Wait…Can He DO That?!

I thought I would post this morning about the authorities that President Trump has and whether he has the power to implement a massive change in Medicare prescription drug payment policy.

Short answer: yes.

Longer answer: keep reading.

The Affordable Care Act added section 1115A to the Social Security Act, which established the Center for Medicare and Medicaid Innovation (CMMI) to “test innovative payment techniques and service delivery models” within Medicare and Medicaid. The statute allows the Centers for Medicare and Medicaid Services (CMS) to expand those models if they meet certain criteria: namely that they either reduce costs while not reducing quality of care or outcomes or increase quality of care and/or outcomes without increasing overall costs.

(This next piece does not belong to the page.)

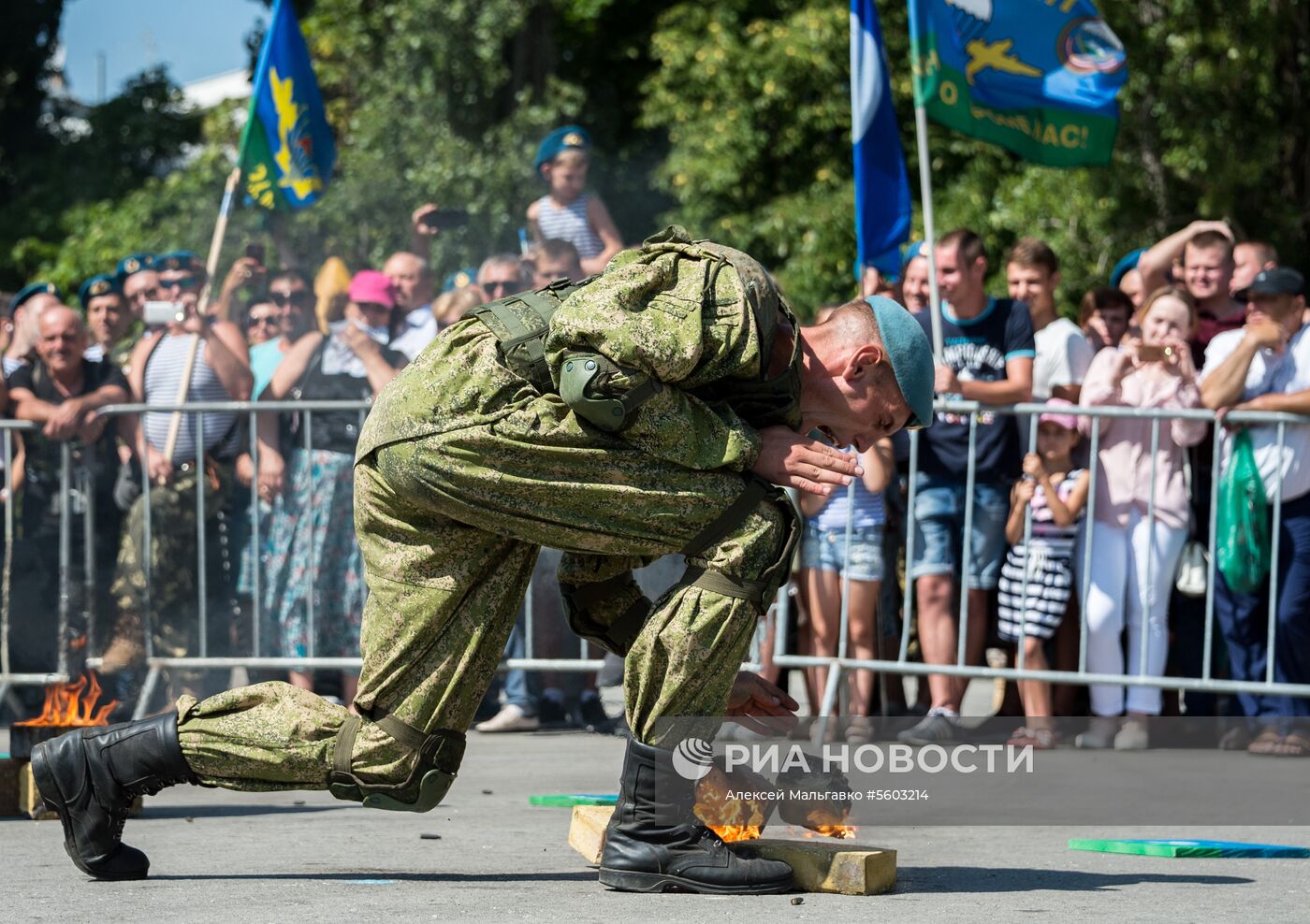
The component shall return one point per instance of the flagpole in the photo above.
(925, 183)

CMMI has used this authority to test Accountable Care Organizations (ACOs), alternative payment models for joint replacements (the Comprehensive Care for Joint Replacement program), enhanced preventative care for Medicare beneficiaries at-risk for developing diabetes mellitus (the Diabetes Prevention Program), among others. CMMI is also involved in administering the Quality Payment Program for clinicians and providers.

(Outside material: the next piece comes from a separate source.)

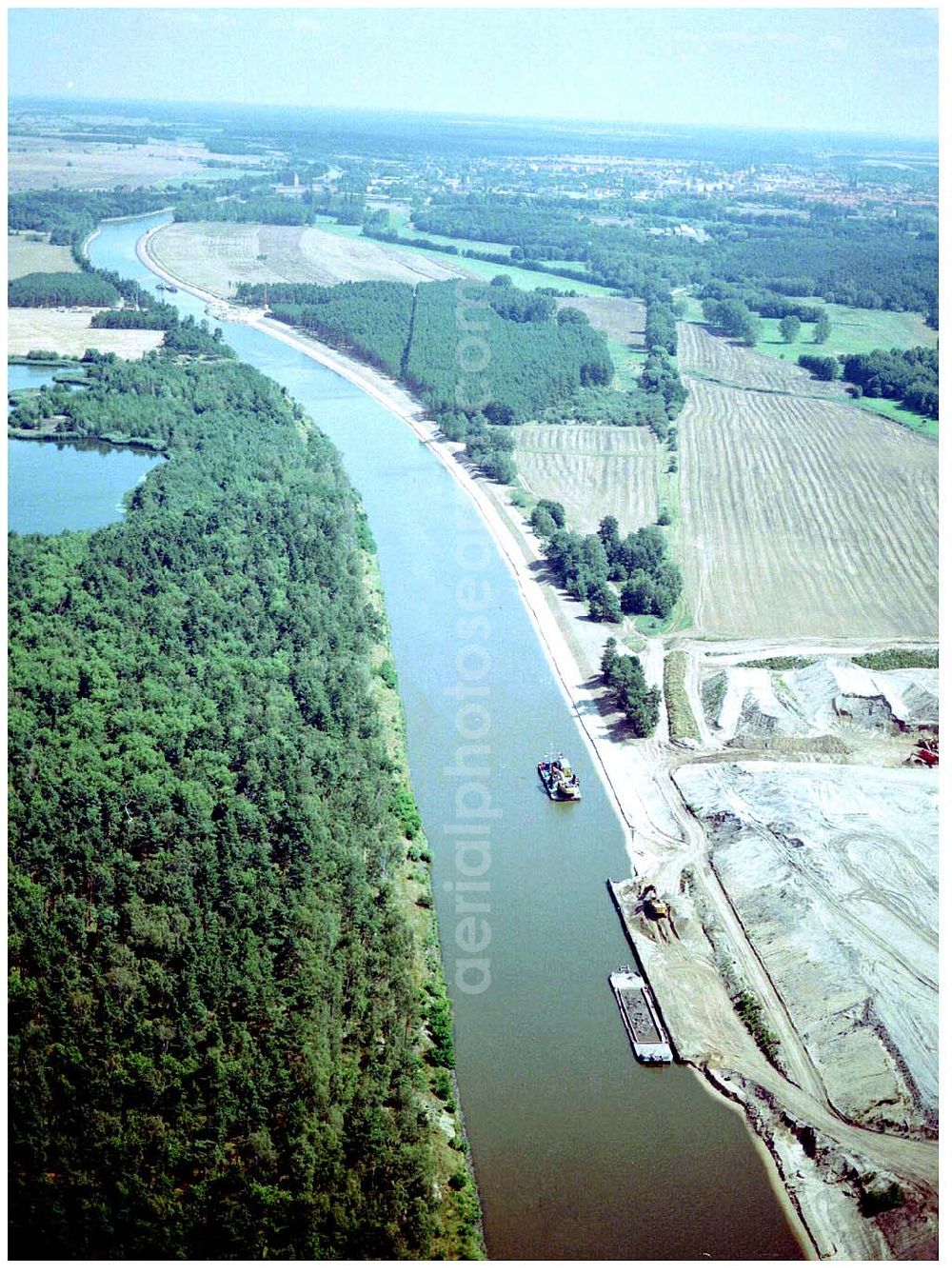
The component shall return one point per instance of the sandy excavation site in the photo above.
(834, 873)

Unlike Medicare Part D, Medicare’s outpatient prescription drug benefit, which contracts the responsibility for negotiating prices with manufacturers to plan sponsors (who then compete against one another for beneficiaries), Medicare Part B establishes payment rates for covered drugs (which are primarily those administered by a clinician in an office setting) by statute. Most drugs are paid at 106% of average sales price (ASP, or “ASP+6%”).

The catch? Average sales price is calculated and reported by manufacturers to CMS. Unlike other countries’ public health care systems, the U.S. government is not involved in establishing prices for prescription drugs. And unlike drugs covered under Part D, manufacturers of drugs covered under Part B don’t have to negotiate with private plan sponsors to earn preferential formulary placement. In fact, the Social Security Act essentially requires Medicare to cover all Part B drugs once they are approved by the U.S. Food and Drug Administration (FDA). [Side note: there are exceptions to this, maybe I’ll blog about that tomorrow...]

With no upper ceiling on prices, and few utilization controls, concern over prices and spending for prescription drugs in Part B has grown. According to the Medicare Payment Advisory Commission (MedPAC), Medicare spending on prescription drugs covered by Part B has increased by at least 10% every year since 2009, reaching $32 billion in 2017. MedPAC cites rising drug prices and the introduction of newer, more expensive therapies as the primary drivers of this trend.

Which all makes the issue of Medicare Part B prescription drugs an attractive target for drug pricing reformers in both Democratic and Republican administrations: there is a single pricing methodology (ASP+6%), a single payer (Medicare) and authority to test the idea without Congressional approval (CMMI).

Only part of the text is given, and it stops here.